Effective from 2020, the Taiwan
Statute for Industrial Innovation was amended, which extends the tax incentive by 10 years until December 31, 2029, for R& D
expenditure. Under the tax incentive program, a company conducting qualifying R& D activities may select one of the following incentives:
(i) up to 15% of qualifying R& D expenses may be credited against corporate income tax payable in the current year; or (ii) up
to 10% of qualifying R& D expenses may be credited against corporate income tax payable in the year expenses incurred and carried forward
for the next 2 years. In addition, if a company uses NTD 1 million or more of its undistributed earnings to construct or purchase
buildings, software or hardware equipment, or technology for use in production or operation within 3 years from the year after such
earnings are derived, such investment amounts may be deducted from the undistributed earnings in calculation of the current year’s
undistributed earnings for assessment of surtax imposed on undistributed earnings from the year 2018.

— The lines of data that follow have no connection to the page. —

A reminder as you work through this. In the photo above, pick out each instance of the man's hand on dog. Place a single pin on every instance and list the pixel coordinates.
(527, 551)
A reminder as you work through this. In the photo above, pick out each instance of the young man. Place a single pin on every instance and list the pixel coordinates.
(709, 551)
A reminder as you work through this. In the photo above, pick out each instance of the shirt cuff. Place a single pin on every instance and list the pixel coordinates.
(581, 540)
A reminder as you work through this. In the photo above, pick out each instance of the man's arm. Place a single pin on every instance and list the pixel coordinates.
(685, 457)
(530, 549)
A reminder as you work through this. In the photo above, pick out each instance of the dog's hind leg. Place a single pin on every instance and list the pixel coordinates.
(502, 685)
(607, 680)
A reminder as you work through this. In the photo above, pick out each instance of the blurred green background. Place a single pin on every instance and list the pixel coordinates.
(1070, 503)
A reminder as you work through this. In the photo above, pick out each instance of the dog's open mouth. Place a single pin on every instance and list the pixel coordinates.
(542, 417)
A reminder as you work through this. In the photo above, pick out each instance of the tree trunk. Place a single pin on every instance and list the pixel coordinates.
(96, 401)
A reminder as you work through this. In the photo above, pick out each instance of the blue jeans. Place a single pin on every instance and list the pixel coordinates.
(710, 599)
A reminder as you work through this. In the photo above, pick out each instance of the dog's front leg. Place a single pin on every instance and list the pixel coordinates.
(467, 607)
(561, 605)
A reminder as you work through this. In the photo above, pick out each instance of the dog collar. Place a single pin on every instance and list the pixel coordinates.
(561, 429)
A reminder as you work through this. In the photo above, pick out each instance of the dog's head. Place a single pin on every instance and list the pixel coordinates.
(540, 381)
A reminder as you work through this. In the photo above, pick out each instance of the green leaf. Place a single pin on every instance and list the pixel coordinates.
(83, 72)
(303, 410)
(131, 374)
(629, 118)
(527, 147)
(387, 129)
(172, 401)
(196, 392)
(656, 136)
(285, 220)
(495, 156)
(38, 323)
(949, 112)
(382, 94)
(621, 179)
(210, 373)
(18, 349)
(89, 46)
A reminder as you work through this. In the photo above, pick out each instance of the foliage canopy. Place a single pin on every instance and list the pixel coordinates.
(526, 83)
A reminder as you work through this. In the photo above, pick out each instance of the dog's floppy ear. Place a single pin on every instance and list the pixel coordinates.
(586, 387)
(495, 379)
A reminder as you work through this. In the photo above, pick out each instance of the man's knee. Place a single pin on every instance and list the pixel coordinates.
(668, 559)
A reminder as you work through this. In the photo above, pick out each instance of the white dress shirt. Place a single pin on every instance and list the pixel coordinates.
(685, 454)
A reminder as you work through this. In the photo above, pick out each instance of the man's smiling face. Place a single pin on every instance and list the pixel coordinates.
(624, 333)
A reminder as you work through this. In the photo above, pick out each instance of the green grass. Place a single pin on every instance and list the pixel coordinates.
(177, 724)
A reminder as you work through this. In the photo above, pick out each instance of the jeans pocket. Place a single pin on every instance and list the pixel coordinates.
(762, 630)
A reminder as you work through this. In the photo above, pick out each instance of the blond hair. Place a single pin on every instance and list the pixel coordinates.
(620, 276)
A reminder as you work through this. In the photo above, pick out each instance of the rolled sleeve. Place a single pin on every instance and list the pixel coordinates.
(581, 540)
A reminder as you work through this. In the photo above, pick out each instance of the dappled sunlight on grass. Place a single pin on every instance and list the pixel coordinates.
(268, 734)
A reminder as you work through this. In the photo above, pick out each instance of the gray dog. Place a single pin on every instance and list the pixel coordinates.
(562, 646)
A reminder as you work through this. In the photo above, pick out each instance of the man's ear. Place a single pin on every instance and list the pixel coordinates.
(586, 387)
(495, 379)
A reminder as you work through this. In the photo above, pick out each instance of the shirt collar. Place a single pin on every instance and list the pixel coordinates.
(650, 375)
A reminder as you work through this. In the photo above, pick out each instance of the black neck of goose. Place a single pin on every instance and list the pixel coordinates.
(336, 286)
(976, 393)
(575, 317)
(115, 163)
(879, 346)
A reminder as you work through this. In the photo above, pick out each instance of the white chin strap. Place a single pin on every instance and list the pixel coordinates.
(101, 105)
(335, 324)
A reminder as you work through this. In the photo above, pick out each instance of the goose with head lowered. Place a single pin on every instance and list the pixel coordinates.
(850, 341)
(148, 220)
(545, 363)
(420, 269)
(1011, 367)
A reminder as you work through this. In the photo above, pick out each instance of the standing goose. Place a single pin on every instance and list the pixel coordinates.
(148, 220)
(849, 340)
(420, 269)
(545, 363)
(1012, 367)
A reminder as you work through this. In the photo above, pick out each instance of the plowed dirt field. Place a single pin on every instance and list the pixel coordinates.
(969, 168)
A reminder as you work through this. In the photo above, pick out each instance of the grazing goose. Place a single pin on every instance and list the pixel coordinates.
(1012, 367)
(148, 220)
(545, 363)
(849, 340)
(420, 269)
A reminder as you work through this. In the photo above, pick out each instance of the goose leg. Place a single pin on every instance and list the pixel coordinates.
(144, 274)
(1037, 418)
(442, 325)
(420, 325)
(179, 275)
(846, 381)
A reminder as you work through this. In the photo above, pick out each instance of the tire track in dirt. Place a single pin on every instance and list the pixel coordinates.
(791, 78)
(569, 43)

The alternative minimum tax
(“ AMT”) imposed under the Taiwan Income Basic Tax Act is a supplemental income tax which applies if the amount of regular
income tax calculated pursuant to the Taiwan Income Tax Act and relevant laws and regulations is below the amount of basic tax prescribed
under the Taiwan Income Basic Tax Act. The taxable income for calculating AMT includes most income that is exempt from income tax
under various legislations, such as capital gains from qualified securities and future transactions. The prevailing AMT rate for business
entities is between 12% to 15%, which is determined by the Executive Yuan based on the economic circumstance.

According to the Taiwan Income
Tax Act, a withholding tax rate of 21% shall generally be applicable to dividends distributed to non-Taiwan resident enterprise/individual
investors. The withholding tax on the dividends may be reduced pursuant to a tax treaty between Taiwan and the jurisdictions in which
the non-Taiwan shareholders reside. Taiwan currently has a treaty network with 34 countries.

Regulations Pertaining to the Company’s
Products

The Company’s current
product portfolio does not require any mandatory government approval prior to commercial product launch under the existing laws and regulations
in Taiwan, Japan, the U. S., or Europe.